Kayaks are paddled up Long Avenue past flooded sections of the Sherwood Drive community of Conway, S.C., on Sept. 23. (Jason Lee/Sun News/AP)

Under calm, blue skies, eight days after Florence’s final drops rained down, parts of northeast South Carolina and southeast North Carolina are experiencing devastating flooding from the long-departed hurricane. Entire communities are underwater as some rivers continue to rise.

Conway, S.C., which is less than 15 miles northwest of Myrtle Beach, saw some of the most severe flooding on Monday. The Waccamaw River rose to a record and wasn’t forecast to crest until Wednesday, more than four feet above its previous high mark.


Observed and forecast levels for the Waccamaw River near Conway, S.C. (National Weather Service)

This “underscores why long-lived, significant flood events can cause so much human suffering,” tweeted Taylor Trogdon, a meteorologist who is a contractor for the Federal government. “Hurricane Florence made landfall on September 14th, 10 days ago, and the Waccamaw River near Conway hasn’t crested yet, remaining in record stage.”

The National Weather Service said the river level would crest two feet higher than hurricanes Matthew in 2016 and Floyd in 1999.

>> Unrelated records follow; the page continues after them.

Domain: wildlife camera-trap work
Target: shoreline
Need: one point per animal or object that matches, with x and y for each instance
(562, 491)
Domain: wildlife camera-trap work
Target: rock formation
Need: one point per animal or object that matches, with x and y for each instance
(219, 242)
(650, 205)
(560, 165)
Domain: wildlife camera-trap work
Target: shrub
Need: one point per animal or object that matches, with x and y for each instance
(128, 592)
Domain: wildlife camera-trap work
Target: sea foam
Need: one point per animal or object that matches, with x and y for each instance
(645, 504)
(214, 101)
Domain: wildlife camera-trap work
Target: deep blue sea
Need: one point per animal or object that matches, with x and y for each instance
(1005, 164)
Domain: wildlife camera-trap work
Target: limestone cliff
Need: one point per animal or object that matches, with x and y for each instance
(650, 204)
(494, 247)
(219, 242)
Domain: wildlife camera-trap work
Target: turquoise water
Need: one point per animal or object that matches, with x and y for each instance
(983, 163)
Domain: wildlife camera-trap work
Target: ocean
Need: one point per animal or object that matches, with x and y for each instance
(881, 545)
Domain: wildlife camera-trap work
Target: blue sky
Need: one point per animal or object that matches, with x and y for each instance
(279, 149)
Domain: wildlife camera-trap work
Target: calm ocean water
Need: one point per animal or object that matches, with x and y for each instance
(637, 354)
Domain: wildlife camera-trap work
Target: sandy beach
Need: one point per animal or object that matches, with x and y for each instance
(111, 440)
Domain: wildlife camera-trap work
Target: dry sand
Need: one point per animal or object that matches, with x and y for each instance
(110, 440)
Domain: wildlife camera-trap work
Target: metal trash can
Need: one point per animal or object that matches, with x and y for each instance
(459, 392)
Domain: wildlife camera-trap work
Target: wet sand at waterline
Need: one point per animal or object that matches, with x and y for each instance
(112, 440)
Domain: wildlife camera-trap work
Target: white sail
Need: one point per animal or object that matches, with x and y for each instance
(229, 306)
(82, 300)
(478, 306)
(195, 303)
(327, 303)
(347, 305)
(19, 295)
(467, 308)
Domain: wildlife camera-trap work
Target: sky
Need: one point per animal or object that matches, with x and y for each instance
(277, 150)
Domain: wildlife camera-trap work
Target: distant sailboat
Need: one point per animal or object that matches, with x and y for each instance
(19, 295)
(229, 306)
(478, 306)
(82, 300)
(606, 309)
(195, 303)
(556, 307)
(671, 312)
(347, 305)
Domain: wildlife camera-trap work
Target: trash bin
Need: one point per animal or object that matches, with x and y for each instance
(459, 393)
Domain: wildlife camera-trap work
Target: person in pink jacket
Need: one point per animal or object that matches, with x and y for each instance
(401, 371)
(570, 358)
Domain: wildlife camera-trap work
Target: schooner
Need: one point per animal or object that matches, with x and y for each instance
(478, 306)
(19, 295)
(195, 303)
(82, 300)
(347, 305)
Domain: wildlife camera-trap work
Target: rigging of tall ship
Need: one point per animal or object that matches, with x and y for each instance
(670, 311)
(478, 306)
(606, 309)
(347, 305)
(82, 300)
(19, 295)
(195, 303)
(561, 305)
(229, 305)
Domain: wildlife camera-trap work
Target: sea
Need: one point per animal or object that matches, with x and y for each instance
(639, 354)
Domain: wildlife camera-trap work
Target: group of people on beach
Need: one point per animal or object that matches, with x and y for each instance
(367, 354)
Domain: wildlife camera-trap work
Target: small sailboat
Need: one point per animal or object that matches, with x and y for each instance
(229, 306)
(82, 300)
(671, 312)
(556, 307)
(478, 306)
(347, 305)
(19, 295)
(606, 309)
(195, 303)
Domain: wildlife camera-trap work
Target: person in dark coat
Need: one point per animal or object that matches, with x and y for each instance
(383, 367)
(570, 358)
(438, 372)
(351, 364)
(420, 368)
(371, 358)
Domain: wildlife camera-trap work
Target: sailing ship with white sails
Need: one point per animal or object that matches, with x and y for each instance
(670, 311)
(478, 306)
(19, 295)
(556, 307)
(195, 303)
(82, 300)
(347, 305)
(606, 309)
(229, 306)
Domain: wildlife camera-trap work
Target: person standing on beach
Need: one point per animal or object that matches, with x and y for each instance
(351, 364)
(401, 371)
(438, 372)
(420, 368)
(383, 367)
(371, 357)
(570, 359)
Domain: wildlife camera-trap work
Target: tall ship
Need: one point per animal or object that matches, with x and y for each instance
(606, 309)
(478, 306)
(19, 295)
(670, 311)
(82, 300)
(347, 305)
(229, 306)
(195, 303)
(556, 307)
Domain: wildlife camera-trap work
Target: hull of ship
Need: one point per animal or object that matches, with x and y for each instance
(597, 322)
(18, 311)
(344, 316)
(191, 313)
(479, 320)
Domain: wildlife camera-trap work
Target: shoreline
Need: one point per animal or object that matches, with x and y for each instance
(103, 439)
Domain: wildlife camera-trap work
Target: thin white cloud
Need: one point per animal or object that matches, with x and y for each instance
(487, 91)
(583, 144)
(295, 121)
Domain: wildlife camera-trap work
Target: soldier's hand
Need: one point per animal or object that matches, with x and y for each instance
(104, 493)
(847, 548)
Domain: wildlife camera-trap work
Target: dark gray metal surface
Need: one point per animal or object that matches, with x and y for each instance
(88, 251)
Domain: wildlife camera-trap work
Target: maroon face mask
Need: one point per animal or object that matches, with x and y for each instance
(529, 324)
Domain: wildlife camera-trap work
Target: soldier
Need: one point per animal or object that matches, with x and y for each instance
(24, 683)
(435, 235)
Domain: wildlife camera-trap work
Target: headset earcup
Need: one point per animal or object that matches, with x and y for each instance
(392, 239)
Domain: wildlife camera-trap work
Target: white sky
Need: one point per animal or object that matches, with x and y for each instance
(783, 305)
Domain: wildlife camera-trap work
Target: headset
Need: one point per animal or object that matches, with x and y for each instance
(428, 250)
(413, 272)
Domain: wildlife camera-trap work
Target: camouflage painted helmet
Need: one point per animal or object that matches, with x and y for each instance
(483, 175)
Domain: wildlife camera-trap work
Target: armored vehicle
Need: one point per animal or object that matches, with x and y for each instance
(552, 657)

“This particular event is extremely uncommon,” Frank Alsheimer, the science and operations officer at the National Weather Service’s office in Columbia, S.C., told Earther. “We’re talking about unprecedented levels we haven’t seen before, and because of that, we’re going to have a lot of personal suffering of people who live in areas that were never flooded before but will be flooded because of this event.”

Video footage showed vast areas, including entire residential zones, covered in water in Conway and other parts of northeast South Carolina and southeast North Carolina.

In the Pee Dee region of northeast South Carolina, just east of Florence, “catastrophic flooding” was occurring Monday, according to the South Carolina Emergency Management Division. It tweeted, “SCDOT crews are shoring up major roads as best they can. Now is not the time to be distracted by what roads may be open and what roads may be closed...we don’t know and won’t know until they flood."

The slow arrival of the floodwaters is the result of the time it takes the water from swollen rivers within North Carolina’s interior to flow downstream. It’s a considerable distance from the interior of the Carolinas to the shore, and the terrain flattens out along the coastal plain, which delays the drainage of water into the lowlands.

More than 40 people have died as a result of Florence. The storm set records for rainfall from hurricanes in both North Carolina and South Carolina, unloading up to three feet of water. It exited the East Coast on Wednesday, but its effects will linger for several more days, at least.

A piece of the former storm may be steered back toward the North Carolina Outer Banks, brushing the region with a little more rain midweek.